Introduction: Silent infarcts are associated with increased risk for symptomatic stroke, hemorrhagic transformation after thrombolysis, and global cognitive decline. Currently, there are no methods for detecting these lesions without imaging studies. We previously showed brain-specific sphingolipids (SLs) may serve as effective biomarkers of brain injury. Here, we evaluate the potential for these primarily white matter based molecules to identify clinically silent white matter injury.
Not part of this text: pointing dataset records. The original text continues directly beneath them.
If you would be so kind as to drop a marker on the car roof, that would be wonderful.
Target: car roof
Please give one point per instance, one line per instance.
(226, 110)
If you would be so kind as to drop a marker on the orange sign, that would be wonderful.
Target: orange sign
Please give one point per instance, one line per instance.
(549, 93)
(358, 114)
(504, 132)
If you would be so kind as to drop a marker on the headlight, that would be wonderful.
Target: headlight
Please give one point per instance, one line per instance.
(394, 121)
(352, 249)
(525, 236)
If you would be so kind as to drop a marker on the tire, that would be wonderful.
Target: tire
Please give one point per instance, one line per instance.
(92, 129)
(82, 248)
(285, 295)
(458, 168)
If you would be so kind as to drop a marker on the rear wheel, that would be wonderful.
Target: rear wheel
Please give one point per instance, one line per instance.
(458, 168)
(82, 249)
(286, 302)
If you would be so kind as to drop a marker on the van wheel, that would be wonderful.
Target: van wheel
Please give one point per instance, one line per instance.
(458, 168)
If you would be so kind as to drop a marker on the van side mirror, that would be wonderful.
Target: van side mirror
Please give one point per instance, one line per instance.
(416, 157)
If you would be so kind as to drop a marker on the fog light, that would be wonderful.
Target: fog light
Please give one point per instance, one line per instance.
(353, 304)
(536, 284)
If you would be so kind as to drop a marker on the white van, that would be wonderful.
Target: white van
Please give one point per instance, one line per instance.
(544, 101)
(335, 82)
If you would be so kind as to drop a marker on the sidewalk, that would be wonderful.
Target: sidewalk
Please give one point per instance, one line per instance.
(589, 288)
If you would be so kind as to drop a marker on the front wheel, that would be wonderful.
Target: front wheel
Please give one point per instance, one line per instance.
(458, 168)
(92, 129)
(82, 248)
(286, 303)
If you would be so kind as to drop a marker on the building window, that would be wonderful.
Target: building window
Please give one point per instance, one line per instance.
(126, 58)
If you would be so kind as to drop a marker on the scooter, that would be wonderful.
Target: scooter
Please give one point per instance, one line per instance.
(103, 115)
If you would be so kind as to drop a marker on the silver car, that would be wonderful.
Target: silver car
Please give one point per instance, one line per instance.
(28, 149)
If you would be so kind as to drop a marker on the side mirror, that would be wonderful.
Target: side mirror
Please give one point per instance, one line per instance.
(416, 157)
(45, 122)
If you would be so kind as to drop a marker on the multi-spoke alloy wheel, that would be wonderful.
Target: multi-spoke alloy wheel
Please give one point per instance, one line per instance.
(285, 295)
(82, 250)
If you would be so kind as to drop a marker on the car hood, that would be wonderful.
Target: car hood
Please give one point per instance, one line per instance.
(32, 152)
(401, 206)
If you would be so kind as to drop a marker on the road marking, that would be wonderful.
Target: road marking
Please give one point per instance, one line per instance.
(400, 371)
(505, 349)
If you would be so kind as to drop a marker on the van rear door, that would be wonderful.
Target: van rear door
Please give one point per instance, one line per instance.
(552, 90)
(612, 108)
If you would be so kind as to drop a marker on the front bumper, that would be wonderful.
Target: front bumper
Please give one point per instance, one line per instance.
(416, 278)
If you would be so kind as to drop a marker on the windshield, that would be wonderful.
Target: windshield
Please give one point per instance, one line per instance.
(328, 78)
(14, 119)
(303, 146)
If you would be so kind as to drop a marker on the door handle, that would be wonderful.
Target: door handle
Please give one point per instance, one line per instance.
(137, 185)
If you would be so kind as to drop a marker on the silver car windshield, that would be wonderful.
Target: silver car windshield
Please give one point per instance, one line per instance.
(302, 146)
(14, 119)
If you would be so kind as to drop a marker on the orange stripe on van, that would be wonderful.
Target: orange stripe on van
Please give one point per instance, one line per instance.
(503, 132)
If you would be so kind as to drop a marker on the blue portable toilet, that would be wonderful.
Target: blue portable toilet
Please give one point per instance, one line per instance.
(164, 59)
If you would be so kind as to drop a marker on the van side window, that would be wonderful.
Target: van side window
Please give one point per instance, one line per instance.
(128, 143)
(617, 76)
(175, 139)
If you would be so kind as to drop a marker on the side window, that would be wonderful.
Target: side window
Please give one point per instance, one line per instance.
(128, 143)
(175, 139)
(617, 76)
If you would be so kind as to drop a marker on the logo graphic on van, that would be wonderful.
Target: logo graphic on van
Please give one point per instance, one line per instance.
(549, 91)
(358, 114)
Methods: From our prospectively maintained institutional bio-bank, patients who underwent an MRI without acute stroke were identified. Plasma samples were collected at the time of MRI, and targeted SL profiling was performed by HPLC/tandem mass spectrometry. SLs were identified by exact mass. T2 Flair imaging was evaluated and scored according to the Fazekas scoring (FS) method. Data were analyzed with a dichotomized endpoint (FS 0-2 vs 3-6) with logistic regression.
Results: Among 58 patients that met inclusion criteria, 28 (48%) were male, mean age was 66±17 and mean FS was 2.5 [IQR 2.5]. On MRI imaging, 46.5% scored FS 3-6 and 53.4% FS 0-2. Higher FS was associated with advanced age (29% vs 70% over 70yo, FS 0-2 vs. 3-6, p=0.002). 22 SLs could be definitively identified, consisting of ceramide (Cer) and sphingomyelin (SM) species. In univariate analysis, two species, SM 38:1 (OR 1.129, p=0.008) and Cer 34:1 (OR 1.118, p=0.007), accurately differentiated between FS 0-2 vs 3-6. The sum of these two SL intensities demonstrated excellent discrimination in ROC analysis (AUC= 0.729, p=0.003).
Conclusion: Plasma levels of brain-specific SLs may serve as effective biomarkers of “clinically silent” white matter disease.